POMUCH, Mexico - Eighty-three-year-old Maya Indian Cenorio Colli gazed lovingly at his wife's long brown hair and recalled how carefully she combed it when she was still alive.
Then he went back to cleaning her skull and every bone she left behind.
Grieving Maya Indians in a sweltering village deep in the limestone flatlands of Mexico's Yucatan peninsula painstakingly cleaned the remains of their late loved ones on Monday during a unique annual family reunion with the dead.
In a tradition dating back centuries, families in Pomuch exhume their dead after three years in the grave and transfer their dried bones and skulls - often with hair attached - to wooden crates on permanent display in open funeral niches.
Every subsequent year in a two-day ritual preceding the November 1 and November 2 Day of the Dead festival, families gather at the brightly painted tombs to replace the boxes' embroidered cloth linings and give the remains themselves a spruce up.
The festival brings back floods of painful memories for mourning kin struggling with the loss of life companions.
"I was talking to her," Colli, a widower of nine years, recalled as he lifted his dead wife Concepcion's brittle pelvis from a large pile of bones and dusted it off with a cloth. "She lowered her head and that was it."
But the retired farm hand said he took solace from knowing she was at peace. "I feel happy because she died happy."
According to Mayan beliefs, death is a stage in life in which the deceased evolve into higher, more spiritual beings.
In Pomuch, the dead are believed to be "purified" during the first three years after their death.
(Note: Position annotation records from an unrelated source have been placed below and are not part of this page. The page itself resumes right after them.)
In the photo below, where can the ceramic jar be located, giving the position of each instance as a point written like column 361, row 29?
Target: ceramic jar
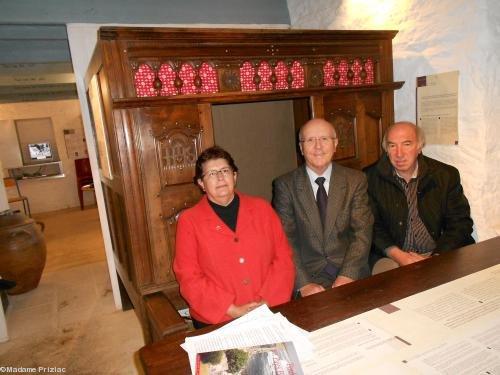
column 22, row 252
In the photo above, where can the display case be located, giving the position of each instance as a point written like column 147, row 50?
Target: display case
column 42, row 170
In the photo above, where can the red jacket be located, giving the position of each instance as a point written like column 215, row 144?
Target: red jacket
column 216, row 267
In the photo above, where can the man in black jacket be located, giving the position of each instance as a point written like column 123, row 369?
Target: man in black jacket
column 417, row 202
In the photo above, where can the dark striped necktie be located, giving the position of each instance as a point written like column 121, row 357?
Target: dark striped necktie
column 321, row 199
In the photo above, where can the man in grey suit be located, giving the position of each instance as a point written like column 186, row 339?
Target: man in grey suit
column 325, row 212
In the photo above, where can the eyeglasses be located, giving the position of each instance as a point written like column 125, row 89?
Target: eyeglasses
column 311, row 141
column 214, row 173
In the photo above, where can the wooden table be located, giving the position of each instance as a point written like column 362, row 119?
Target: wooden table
column 340, row 303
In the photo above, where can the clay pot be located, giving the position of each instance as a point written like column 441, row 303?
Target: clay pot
column 22, row 252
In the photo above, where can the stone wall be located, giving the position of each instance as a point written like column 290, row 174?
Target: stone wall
column 437, row 37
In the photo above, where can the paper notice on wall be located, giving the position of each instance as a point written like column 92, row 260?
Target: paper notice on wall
column 437, row 107
column 75, row 144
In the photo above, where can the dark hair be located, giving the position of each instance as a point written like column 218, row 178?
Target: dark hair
column 419, row 132
column 212, row 153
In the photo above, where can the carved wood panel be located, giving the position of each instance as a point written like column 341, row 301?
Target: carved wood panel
column 356, row 118
column 170, row 140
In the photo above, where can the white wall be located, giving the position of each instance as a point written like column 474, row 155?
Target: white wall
column 65, row 114
column 435, row 37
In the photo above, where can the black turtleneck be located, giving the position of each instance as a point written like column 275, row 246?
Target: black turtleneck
column 228, row 214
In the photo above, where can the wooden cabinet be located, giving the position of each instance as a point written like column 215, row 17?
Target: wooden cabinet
column 155, row 89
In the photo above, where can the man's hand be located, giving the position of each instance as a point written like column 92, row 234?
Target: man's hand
column 311, row 288
column 341, row 280
column 235, row 311
column 403, row 257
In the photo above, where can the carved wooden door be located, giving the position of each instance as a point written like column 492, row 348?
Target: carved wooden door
column 171, row 138
column 357, row 120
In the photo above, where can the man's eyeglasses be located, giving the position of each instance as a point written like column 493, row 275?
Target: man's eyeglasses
column 312, row 140
column 214, row 173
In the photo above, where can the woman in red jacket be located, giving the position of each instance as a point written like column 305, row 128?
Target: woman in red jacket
column 232, row 254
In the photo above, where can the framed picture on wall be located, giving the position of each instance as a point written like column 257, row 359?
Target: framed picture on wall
column 102, row 143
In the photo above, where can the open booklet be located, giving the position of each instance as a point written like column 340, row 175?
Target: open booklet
column 259, row 342
column 270, row 359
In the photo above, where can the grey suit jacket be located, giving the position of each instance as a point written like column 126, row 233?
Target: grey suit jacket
column 346, row 238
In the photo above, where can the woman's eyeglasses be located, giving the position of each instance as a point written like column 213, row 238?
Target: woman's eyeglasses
column 214, row 173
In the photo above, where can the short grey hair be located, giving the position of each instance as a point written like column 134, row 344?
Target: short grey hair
column 418, row 131
column 317, row 120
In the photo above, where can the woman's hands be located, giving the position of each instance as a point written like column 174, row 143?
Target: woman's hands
column 235, row 311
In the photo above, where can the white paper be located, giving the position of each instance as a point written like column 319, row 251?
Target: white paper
column 258, row 327
column 437, row 107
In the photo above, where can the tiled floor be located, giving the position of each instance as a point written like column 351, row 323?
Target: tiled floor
column 69, row 320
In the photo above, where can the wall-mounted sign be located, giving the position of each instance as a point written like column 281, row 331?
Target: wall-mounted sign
column 76, row 146
column 437, row 107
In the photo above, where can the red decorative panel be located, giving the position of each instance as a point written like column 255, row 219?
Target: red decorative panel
column 342, row 68
column 167, row 78
column 143, row 80
column 209, row 79
column 247, row 73
column 264, row 73
column 369, row 68
column 356, row 68
column 187, row 75
column 328, row 73
column 281, row 72
column 298, row 75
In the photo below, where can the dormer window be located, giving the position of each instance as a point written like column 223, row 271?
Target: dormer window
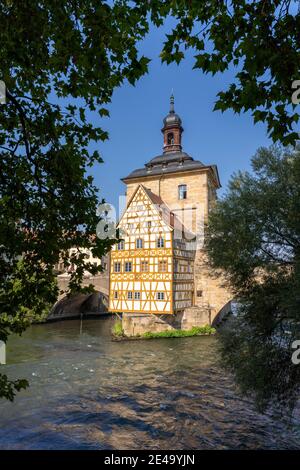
column 182, row 191
column 170, row 138
column 121, row 245
column 160, row 243
column 139, row 243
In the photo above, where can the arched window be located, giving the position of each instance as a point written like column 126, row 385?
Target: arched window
column 121, row 245
column 139, row 243
column 182, row 191
column 170, row 138
column 160, row 243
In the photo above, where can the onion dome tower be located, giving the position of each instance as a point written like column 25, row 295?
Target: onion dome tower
column 172, row 130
They are then exhumed and welcomed back as highly respected members of extended families in which past and present generations merge.
Old women in colorfully patterned traditional dresses chattered in the Mayan language on Monday as they fussed over the bones of long lost mothers and the skulls of babies who barely lived a day.
Marta Helena Chipool, 35, lovingly cleaned the remains of a mother-in-law she never met and the twin girls who died with her 40 years ago in childbirth.
"You go to the cemetery and you can see your dead sister, mother and father and talk to them," said Lazaro Tuz, an anthropologist from Pomuch who has spent years documenting the ritual. "This keeps the family together."
"The dead person is no longer dead because you can touch him," he said.
"She is not dead to me, she lives in my heart," Maria Euan, a 52-year-old woman with braids and bright cross-stich flowers spread across her white blouse, as she and her husband arranged her dead mother's bone. "This is her party."
The origins of the ritual, which is celebrated almost exclusively in Pomuch, are murky, and it is unclear whether the practice predates the Spanish conquest of Latin America.
One theory suggests that villagers, faced with an overflowing cemetery, may have begun digging up their dead for sanitary reasons.
Some fear the tradition is dying out as Pomuch's youth, increasingly hooked on video games, action films and racy reggaeton music, embrace modern culture.
According to village folklore, the spirit of a Pomuch native can become angry and wonder lost through the streets if proper care is not taken of his or her remains.
Martin de Porras cleaned his dead father's thigh bone, still bearing the shiny metal prosthetic ball joint that made his last months after a road accident misery, and wondered whether his children would do the same for him.
"I can't make them do it," he said. "But if they don't, I don't know where I'm going to end up."